Jason begins a blog to share details of his new life with his old friends, but some news isn't meant for wide distribution. Fortunately, the sage-but-sarcastic Drew is always just an email away. Would it be so wrong, Jason wonders, to ask Leah, a local girl, to the Homecoming dance. "Just as a one-time date, nothing more, obviously." "Why are you asking me and not Sian?" Drew replies. "Wait, I think I know the answer." If only Jason would take his friend's advice, he might spend less time climbing out of the holes he digs for himself.
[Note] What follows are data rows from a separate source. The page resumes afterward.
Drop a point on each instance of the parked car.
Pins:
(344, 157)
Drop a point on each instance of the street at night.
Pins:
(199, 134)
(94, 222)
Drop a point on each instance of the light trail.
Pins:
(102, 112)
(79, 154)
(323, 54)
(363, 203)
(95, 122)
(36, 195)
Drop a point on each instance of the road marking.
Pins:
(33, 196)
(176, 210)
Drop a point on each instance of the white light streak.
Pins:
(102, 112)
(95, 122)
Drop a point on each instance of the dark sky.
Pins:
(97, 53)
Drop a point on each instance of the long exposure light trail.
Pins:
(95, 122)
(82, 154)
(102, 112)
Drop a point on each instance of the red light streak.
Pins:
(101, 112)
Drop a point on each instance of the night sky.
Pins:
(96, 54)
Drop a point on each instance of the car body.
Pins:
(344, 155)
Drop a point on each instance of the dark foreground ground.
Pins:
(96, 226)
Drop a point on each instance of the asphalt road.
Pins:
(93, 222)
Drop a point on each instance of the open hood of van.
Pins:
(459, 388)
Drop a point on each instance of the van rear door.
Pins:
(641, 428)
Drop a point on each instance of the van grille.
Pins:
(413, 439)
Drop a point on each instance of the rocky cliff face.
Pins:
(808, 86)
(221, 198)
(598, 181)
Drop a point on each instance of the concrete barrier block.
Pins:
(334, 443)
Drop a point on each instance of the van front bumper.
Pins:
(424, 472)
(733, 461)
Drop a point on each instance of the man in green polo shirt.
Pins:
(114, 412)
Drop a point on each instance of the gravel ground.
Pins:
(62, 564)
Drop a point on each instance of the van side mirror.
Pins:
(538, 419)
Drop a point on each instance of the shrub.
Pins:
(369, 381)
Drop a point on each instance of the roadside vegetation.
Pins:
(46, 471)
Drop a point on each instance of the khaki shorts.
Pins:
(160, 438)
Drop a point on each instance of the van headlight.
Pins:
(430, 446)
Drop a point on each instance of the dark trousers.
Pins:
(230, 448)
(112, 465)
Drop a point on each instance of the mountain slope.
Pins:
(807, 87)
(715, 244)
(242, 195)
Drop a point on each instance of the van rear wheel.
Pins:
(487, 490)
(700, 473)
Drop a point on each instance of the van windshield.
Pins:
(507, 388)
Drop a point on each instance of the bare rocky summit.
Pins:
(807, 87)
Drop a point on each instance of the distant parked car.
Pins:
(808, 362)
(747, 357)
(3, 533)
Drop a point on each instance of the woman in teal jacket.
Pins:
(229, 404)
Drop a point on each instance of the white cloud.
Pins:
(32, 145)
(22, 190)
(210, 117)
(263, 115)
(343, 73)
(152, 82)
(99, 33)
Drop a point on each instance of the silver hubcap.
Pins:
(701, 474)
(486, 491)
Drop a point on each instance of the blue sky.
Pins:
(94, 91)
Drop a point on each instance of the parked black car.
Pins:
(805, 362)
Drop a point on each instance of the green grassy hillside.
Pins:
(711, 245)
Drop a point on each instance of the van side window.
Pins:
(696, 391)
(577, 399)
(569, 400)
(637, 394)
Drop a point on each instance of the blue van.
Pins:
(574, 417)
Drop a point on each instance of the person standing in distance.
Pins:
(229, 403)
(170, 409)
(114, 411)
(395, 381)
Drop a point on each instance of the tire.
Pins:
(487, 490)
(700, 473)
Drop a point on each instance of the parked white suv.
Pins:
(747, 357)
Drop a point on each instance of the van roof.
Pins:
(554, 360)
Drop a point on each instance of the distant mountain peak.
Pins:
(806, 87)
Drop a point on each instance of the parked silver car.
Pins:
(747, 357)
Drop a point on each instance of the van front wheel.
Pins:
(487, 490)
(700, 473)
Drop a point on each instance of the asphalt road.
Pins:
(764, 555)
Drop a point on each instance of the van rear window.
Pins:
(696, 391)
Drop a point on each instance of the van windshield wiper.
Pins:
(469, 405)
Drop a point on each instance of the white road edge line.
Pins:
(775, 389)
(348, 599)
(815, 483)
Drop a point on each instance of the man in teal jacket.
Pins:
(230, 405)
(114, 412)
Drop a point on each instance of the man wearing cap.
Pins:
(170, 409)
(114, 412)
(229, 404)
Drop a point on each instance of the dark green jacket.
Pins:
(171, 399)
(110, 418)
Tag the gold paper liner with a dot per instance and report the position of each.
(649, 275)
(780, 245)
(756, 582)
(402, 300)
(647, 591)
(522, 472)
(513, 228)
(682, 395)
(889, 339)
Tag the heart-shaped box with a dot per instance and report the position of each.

Pressed into afternoon and weekend duty at his grandpa's hardware store, Jason still finds time to join an after-school book club that specializes in controversial classics. When Leah's brother reports the book club to the school board, Jason and his fellow readers are forced underground--until they emerge again to enter a protest float in the Icicle Flats Christmas parade. The ensuing brouhaha makes for the most exciting holiday season Jason can remember. And for once, it's not his parents' arguing that takes center stage. The flames have barely smoldered out before Jason and his new buddy Dane launch their next scheme. If the local busybody brigade was upset by a few old books, pirate radio will surely blow their minds. Who ever said life in a small novelty town would be dull?
Told entirely through Jason's email exchanges and blog posts, Dispatches from a Tourist Trap picks up where The First World Problems of Jason Van Otterloo, the first book in James Bailey's light-hearted and high-spirited series, left off.